Her parents are in a very good financial situation and I don't think they would allow the house to go under as long as her name is on it. As far as the support goes, what does our income differential have to be in order for her to realistically have a case. I made more than her by about 10 k a year when we were together but since then I relocated and have a different job. My guess is currently we make about the same amount of money, she may even make a little more in terms of base salary.

Posted

if you are represented by counsel in your divorce proceeding this is a question for them.

If you decide not to pay it will probably cause you difficultly in your divorce and negatively affect your credit if the house goes into foreclosure. You are responsible for the mortgage until it is paid in full or your name is taken off the mortgage contract.

Posted

I agree with and defer to the advice of Attorney Silverman. One additional comment I would add is that you not only are liable for half the mortgage loan payment, but the entire thing (as is your wife). If the payments are not made by someone, the lender will not care who lives in the house, what local rules say, or even what the PA Divorce Code says. I have seen these types of foreclosure cases go on for years and destroy both party's credit because of the complications inherent in unresolved marital battles.

Posted

There is no law that the house has to be sold ever as part of a divorce. The house will simply be listed as an asset and the mortgage and any home equity loans will be listed as debts that need to be divided either by agreement or by a court order after a hearing. Unless she has sought and obtained a court order requiring you to pay the mortgage then you have no legal obligation to her to pay the mortgage, but you do still have a legal obligation to the lender if your name is on the mortgage so if you stop paying and she doesn't pay you will ruin your credit and maybe lose a valuable marital asset to foreclosure. However, in theory she owes you half of the fair market rental value for the house since she the one living there and if she wasn't living there it could be rented out. Therefore, later on when property is being divided you can seek reimbursement for all of the payments you have made towards the mortgage for the time you were not living there. On the other hand, she can argue that you would have owed her spousal support and that your payments towards half the mortgage were instead of spousal support. So it is true that if you stop paying half the mortgage she can take you for spousal support. If you do not have children, spousal support is 40% of the difference between your net monthly incomes. Therefore, you should compare what you are paying for half the mortgage to what you would be paying if you were paying spousal support before making a decision to stop paying the mortgage.
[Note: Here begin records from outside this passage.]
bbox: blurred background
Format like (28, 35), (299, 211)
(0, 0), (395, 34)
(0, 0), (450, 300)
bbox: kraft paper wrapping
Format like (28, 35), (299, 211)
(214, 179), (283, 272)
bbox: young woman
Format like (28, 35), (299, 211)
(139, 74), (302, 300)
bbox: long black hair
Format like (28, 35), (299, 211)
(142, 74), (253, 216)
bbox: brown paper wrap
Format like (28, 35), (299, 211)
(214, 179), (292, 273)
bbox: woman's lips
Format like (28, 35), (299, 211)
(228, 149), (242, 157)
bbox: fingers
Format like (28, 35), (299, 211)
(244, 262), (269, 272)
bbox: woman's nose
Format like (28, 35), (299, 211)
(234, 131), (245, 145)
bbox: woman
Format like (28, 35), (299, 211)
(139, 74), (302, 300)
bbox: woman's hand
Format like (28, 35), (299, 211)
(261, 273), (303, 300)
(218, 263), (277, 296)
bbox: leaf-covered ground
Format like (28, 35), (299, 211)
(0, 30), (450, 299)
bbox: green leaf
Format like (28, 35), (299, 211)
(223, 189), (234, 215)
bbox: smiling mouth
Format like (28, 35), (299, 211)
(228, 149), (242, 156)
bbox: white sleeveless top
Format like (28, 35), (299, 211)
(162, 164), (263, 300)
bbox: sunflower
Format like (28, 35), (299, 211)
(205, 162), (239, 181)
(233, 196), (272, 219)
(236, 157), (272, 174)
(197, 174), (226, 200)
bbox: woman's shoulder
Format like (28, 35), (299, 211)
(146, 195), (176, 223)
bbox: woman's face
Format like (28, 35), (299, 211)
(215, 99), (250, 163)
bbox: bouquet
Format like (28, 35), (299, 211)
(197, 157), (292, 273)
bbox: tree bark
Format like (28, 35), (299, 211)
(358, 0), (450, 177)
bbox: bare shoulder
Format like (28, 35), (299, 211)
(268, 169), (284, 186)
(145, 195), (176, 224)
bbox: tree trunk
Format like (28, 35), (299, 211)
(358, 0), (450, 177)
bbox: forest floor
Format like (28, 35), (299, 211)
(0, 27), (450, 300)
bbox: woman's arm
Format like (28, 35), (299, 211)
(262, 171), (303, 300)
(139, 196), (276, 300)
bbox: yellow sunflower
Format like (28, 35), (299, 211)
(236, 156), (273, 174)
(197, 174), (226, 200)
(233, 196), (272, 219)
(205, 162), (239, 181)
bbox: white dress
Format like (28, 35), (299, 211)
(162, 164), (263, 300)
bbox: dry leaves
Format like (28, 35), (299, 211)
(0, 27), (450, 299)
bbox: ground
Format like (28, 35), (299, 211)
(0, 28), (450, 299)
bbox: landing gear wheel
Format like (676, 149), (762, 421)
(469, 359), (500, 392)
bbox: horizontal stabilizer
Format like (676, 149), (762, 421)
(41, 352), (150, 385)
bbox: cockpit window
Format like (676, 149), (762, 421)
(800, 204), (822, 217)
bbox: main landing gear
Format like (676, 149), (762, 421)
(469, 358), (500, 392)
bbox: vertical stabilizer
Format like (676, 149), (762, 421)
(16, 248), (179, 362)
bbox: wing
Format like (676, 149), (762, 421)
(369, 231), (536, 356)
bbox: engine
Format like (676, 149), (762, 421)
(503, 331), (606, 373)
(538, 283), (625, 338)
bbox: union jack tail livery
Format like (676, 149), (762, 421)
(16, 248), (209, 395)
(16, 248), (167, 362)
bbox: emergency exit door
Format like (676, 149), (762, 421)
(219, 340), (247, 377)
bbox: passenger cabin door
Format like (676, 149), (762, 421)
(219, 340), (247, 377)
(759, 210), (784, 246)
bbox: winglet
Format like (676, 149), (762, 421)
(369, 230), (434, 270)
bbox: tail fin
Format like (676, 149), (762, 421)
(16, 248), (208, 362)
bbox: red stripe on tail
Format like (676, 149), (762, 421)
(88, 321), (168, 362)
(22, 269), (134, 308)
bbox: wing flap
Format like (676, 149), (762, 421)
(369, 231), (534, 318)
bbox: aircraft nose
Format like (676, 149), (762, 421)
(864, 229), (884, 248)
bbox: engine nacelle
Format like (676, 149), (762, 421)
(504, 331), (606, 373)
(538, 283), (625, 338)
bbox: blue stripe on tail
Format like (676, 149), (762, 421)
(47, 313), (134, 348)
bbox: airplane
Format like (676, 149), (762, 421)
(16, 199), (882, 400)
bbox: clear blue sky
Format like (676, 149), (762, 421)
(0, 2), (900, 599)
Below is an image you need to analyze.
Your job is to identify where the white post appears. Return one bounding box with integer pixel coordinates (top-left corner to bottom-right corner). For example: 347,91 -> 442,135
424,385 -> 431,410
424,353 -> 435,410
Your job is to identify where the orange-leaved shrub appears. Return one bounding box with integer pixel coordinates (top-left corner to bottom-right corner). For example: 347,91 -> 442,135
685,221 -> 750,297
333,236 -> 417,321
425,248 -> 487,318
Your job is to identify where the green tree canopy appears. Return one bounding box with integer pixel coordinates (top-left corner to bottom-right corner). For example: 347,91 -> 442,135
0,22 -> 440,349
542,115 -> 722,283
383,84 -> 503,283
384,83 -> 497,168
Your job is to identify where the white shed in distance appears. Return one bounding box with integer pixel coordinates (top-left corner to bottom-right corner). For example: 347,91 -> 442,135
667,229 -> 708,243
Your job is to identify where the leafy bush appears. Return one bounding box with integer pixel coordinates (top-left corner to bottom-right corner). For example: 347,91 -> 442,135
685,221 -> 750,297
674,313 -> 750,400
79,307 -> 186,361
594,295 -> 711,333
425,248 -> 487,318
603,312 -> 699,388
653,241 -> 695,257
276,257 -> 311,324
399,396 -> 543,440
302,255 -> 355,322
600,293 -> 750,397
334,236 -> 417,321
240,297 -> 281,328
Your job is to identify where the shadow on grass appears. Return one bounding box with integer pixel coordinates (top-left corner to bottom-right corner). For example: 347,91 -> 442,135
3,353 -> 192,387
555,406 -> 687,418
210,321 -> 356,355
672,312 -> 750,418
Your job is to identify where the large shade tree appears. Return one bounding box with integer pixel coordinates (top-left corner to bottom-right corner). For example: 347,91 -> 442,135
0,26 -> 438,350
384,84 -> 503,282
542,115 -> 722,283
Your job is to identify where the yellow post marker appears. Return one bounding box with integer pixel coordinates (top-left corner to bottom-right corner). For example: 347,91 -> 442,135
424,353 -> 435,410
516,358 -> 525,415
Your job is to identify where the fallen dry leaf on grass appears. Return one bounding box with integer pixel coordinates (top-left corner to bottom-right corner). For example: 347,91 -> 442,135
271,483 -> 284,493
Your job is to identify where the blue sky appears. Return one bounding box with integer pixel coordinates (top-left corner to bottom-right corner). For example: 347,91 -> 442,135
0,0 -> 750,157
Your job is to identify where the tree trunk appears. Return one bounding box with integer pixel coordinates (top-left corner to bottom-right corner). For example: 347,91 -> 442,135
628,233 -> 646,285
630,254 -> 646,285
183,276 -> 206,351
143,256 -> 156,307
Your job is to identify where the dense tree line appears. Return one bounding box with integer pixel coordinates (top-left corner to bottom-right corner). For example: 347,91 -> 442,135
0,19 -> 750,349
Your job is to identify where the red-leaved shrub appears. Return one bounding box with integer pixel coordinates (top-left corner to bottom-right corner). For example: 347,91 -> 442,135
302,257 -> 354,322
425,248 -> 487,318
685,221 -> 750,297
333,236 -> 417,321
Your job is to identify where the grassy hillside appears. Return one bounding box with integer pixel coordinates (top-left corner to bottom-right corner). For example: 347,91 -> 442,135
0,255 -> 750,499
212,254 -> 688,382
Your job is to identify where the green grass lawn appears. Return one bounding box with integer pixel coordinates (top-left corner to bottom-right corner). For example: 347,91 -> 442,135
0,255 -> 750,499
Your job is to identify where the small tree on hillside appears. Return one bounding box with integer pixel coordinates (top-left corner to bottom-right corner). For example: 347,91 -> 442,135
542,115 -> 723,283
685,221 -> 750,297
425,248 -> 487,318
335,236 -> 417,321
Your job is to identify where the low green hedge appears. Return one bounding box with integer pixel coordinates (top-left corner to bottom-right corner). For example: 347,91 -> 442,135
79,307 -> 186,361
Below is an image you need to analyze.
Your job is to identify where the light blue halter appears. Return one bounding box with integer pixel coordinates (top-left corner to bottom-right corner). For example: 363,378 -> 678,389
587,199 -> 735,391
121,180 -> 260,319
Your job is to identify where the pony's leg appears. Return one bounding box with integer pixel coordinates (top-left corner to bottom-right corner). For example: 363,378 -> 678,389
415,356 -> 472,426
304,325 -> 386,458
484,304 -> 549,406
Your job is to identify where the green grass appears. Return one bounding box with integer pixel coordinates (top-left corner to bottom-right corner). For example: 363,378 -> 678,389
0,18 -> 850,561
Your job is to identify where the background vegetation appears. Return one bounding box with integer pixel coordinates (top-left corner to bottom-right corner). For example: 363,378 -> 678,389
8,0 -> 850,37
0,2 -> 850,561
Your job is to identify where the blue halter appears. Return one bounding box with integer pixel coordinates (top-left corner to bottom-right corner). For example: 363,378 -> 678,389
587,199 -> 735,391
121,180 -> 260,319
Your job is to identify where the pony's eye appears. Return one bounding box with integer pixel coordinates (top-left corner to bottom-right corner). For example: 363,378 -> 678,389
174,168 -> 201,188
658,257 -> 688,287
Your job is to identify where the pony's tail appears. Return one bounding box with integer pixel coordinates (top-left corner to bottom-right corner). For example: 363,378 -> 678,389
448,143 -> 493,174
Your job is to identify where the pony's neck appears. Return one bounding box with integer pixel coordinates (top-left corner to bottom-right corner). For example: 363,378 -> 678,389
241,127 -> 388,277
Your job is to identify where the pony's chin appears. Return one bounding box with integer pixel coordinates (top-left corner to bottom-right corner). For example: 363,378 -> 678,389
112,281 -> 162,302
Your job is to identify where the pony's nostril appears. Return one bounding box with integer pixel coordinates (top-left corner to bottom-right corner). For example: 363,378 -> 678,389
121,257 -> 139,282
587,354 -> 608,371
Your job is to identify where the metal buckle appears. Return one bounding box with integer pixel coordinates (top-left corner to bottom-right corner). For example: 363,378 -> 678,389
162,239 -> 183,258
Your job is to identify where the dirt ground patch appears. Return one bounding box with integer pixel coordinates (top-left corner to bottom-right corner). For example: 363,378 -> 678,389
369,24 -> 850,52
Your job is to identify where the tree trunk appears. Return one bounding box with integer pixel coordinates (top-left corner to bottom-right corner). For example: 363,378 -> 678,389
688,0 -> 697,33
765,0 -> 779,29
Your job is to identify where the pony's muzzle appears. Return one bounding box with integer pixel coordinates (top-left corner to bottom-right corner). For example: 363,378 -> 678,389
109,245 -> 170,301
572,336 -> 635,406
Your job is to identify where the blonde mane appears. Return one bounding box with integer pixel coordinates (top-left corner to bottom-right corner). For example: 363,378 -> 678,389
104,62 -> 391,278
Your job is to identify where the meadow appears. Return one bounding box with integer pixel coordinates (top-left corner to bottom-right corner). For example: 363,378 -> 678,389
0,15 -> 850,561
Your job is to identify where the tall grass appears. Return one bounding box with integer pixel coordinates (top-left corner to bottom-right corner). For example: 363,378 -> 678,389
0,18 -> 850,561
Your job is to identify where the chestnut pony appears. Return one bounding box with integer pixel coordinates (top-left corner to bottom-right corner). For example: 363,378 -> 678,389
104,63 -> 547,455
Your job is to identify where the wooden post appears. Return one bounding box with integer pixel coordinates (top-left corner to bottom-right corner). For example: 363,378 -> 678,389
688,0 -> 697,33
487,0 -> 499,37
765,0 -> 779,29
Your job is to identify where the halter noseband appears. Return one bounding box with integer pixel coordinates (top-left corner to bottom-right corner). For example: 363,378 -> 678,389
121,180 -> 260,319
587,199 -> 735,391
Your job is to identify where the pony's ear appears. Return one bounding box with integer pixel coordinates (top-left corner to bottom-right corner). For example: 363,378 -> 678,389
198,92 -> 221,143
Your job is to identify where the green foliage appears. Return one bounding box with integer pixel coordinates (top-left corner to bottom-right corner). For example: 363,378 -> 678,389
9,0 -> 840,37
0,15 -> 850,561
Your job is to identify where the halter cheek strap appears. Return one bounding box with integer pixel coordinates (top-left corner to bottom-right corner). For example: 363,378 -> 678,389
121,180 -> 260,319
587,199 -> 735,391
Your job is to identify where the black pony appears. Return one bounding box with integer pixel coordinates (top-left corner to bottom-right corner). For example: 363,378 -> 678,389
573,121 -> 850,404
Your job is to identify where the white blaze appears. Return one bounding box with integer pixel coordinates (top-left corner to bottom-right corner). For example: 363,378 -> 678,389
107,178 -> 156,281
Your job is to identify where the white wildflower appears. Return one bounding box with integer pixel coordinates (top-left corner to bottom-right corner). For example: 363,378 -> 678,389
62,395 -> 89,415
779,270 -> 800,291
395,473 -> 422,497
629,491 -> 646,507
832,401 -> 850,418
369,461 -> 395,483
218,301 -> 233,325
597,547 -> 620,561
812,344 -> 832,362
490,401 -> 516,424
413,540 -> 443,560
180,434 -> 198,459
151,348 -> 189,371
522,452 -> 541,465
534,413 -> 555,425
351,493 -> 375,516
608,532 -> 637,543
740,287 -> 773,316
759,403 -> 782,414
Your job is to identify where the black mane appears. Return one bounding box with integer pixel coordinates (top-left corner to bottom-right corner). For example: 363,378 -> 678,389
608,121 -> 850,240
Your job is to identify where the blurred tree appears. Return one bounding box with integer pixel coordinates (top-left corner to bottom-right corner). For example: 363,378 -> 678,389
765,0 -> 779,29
The above answer is intended solely for general informational purposes and does not create an attorney client relationship. You should consult with an experienced attorney regarding all of the details of your particular situation before taking action.

Asker

Posted

Thank you Ma'am, so for example lets say my net monthly income is $2000 and her net income is $1800 I would only owe her $80 per month? 40% of the $200 difference?

Jeanne B. Costopoulos

Jeanne B. Costopoulos

Posted

That would be the spousal support. However, she could also seek a mortgage contribution if the mortgage payment is over 25% of her net per month in which case you would pay the $80 plus the mortgage contribution - depends on the incomes and the mortgage amount.

Asker

Posted

So then basically I am legally obligated because it is more than 25% of her net income.

Asker

Posted

I guess just because she asks for mortgage assistance doesn't mean that the judge would grant her 50% like I am paying now. Really if you add up possible spousal support and possible mortgage assistance it still may come out to less than what I am paying now. Am I wrong in thinking that is a possibility?

Jeanne B. Costopoulos

Jeanne B. Costopoulos

Posted

It could come out to less, but it could also come out slightly higher. You should meet with an attorney to discuss the specifics and to run some calculations to determine your best course of action.